XP Inc.: WAIT Rating Maintained as Retail Monetization and Legal Overhang Persist
Read source articleWhat happened
XP's recent share price recovery masks underlying deterioration in retail monetization and net inflows, with FY2025 net inflows falling 13% YoY and retail take-rate declining 8 bps to 1.25%. The Zacks article's value framing overlooks that client asset growth is increasingly driven by market beta rather than organic new money, weakening the earnings power per AUC. Meanwhile, the Banco Master/FGC civil public action poses a regulatory overhang that could restrict fixed-income distribution if a court grants an injunction. Corporate & Issuer Services revenue surged 49% YoY in Q4, but that cyclical strength is insufficient to offset retail pressure without a take-rate stabilization. The base case of $20 per share still offers limited upside from $19.22, and the bear case of $13 is a real risk if legal or monetization trends worsen.
Implication
The next 1-2 quarterly prints are critical to confirm whether XP can sustain earnings resilience. A favorable outcome would see retail take-rate hold above 1.25% and net inflows stabilize near R$94bn, supporting a base case value of $20. However, any adverse court ruling on FGC marketing or continued decline in take-rate could trigger a reset, with a bear case of $13. Current valuation at 10.5x P/E offers no margin of safety given the cash flow volatility and negative free cash flow in recent quarters. Investors should monitor the legal developments closely and consider entry only around $17, the attractive entry point.
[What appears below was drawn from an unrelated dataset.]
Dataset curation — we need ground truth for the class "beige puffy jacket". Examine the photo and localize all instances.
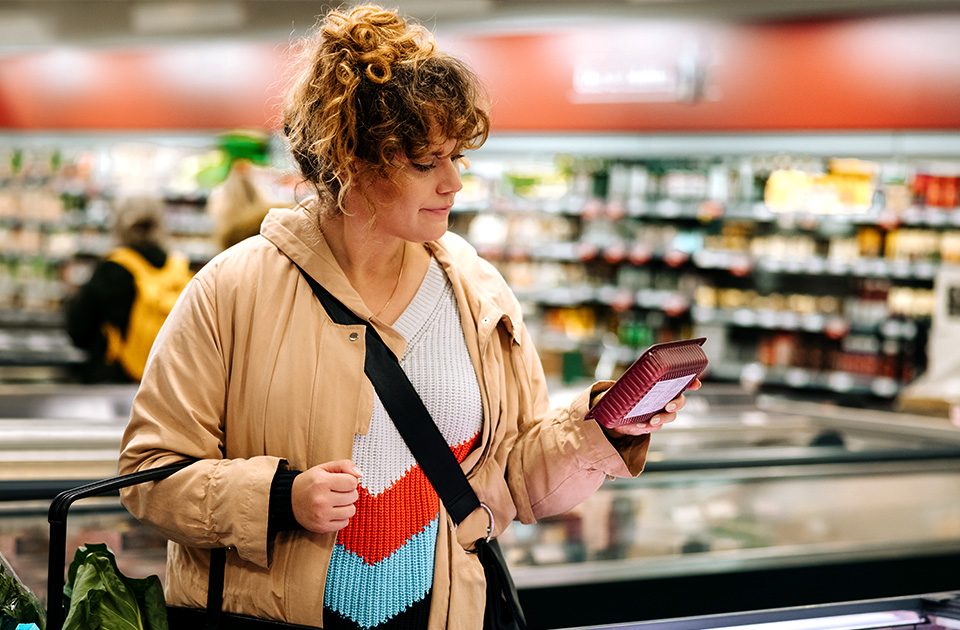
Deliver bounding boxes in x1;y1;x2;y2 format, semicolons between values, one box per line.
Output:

The risk/reward is skewed to the downside until KPIs confirm a turnaround.
Thesis delta
Our thesis remains unchanged: XP's current price already prices in continued earnings resilience, but the key operating metrics are weakening. No significant new information in the Zacks article alters the WAIT stance. We require stabilization of retail take-rate and net inflows before upgrading.